The result does come with unknowns, but remember, the market is rarely free of political uncertainties. The broader path for investment conditions will, in our view, be driven by fundamental trends that are still reasonably favourable and unlikely to change abruptly based simply on the election. So while the markets are reacting immediately and in volatile fashion, it’s important to consider the longer-term outlook when it comes to your investments.
Initial volatility doesn’t tell whole story
Wednesday’s initial knee-jerk reaction in the market was not because Trump is necessarily negative for stocks over time. Instead, it reflects the fact the market was surprised by the outcome (and the market rarely likes surprises) and because he represents a greater degree of policy uncertainty, particularly in areas such as trade and government spending.
In other words, the immediate reaction in the market should not be interpreted as a new negative direction for investment performance but instead a reaction to increased uncertainty.
While it’s easy to get distracted by the sensational election and ensuing headlines, perspective is important.

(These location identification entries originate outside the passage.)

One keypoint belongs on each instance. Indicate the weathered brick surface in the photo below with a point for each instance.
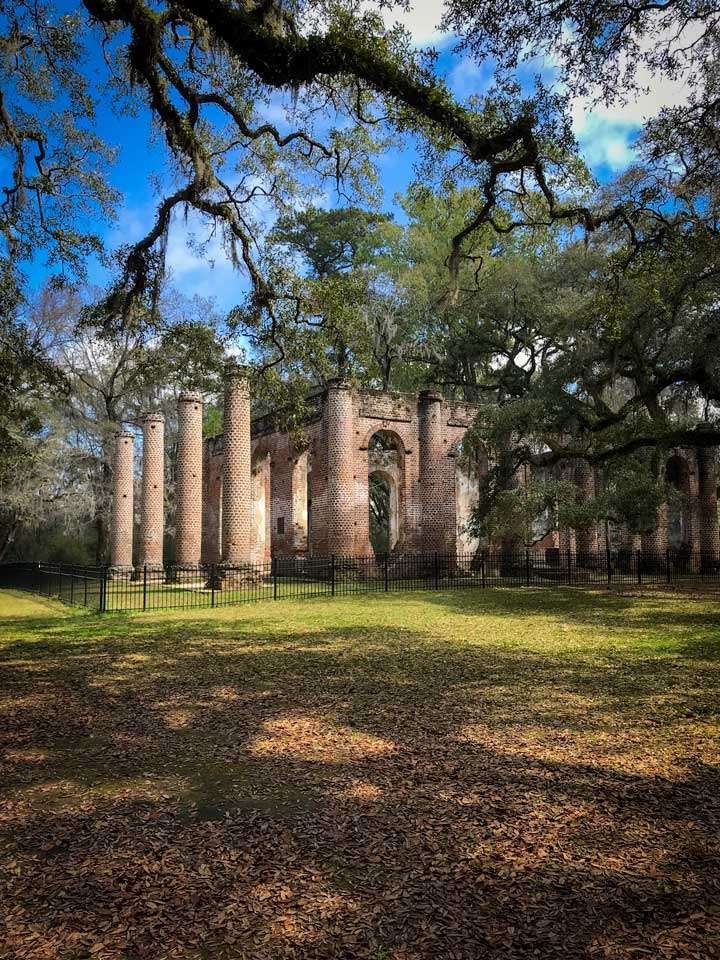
(340, 463)
(436, 477)
(152, 512)
(586, 540)
(430, 484)
(212, 500)
(237, 502)
(122, 517)
(707, 500)
(188, 479)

Since 1944, the stock market has declined 66% of the time on the day after a presidential election. More often than not, the market was higher six months later, and importantly, two years after the election, the market had risen by an average of 12.2%.* [Source: *Bloomberg, Edward Jones Calculations. Past performance of the markets is not a guarantee of what will happen in the future.]
It’s worth remembering that the reaction to Brexit was severe but short term. As the dust settled, markets began to shift back toward larger global trends, which in our view remain fairly supportive.

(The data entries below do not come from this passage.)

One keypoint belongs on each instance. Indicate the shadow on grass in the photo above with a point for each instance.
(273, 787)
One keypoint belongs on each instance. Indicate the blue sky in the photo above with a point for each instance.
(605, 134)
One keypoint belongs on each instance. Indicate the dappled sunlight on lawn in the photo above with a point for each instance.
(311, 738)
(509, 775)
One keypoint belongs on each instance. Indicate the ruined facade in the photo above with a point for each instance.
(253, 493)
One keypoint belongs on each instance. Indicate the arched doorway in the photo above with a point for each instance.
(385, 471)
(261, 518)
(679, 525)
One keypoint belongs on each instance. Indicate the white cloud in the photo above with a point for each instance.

• Domestic economic growth has been slow but is expected to remain positive. Growth in the U.S. has gained a bit of footing, supported by a healthier labour market.
• Global growth has stabilized and should benefit from increased policy stimulus in many large markets.
• Corporate profits are improving, helped by stabilizing oil prices and a steadier U.S. dollar.
• Interest rates remain relatively low, lowering borrowing costs for consumers and businesses.
Don’t put term limits on your investments
Politics provide plenty of headlines for investors to sift through. Campaign promises won’t become law overnight nor will they all be fulfilled. We believe a diversified portfolio and a longer-term perspective can put you in a better position to view short-term pullbacks as an opportunity. Consider the following:
• Don’t act simply because of the election. While it might be tempting, avoid the urge to make changes to your strategy or your portfolio because of the election. Your goals and your comfort with risk, not the party in office, should serve as the guidepost.
• Diversification for the broader investment landscape. Global investment conditions are fairly balanced with risks and opportunities. We think investment leadership will shift and rotate, favouring well-diversified portfolios.
• Look for opportunities. We could see additional volatility ahead, not only from the election, but also from central bank policy changes, commodity fluctuations and global imbalances. We think this represents an opportunity to add quality investments at attractive prices.
Craig Fehr, CFA, is an investment strategist with Edward Jones, and responsible for analyzing and interpreting economic trends and market conditions, as well as developing and recommending appropriate investment strategies to help clients build and maintain portfolios designed to help reach their long-term financial goals.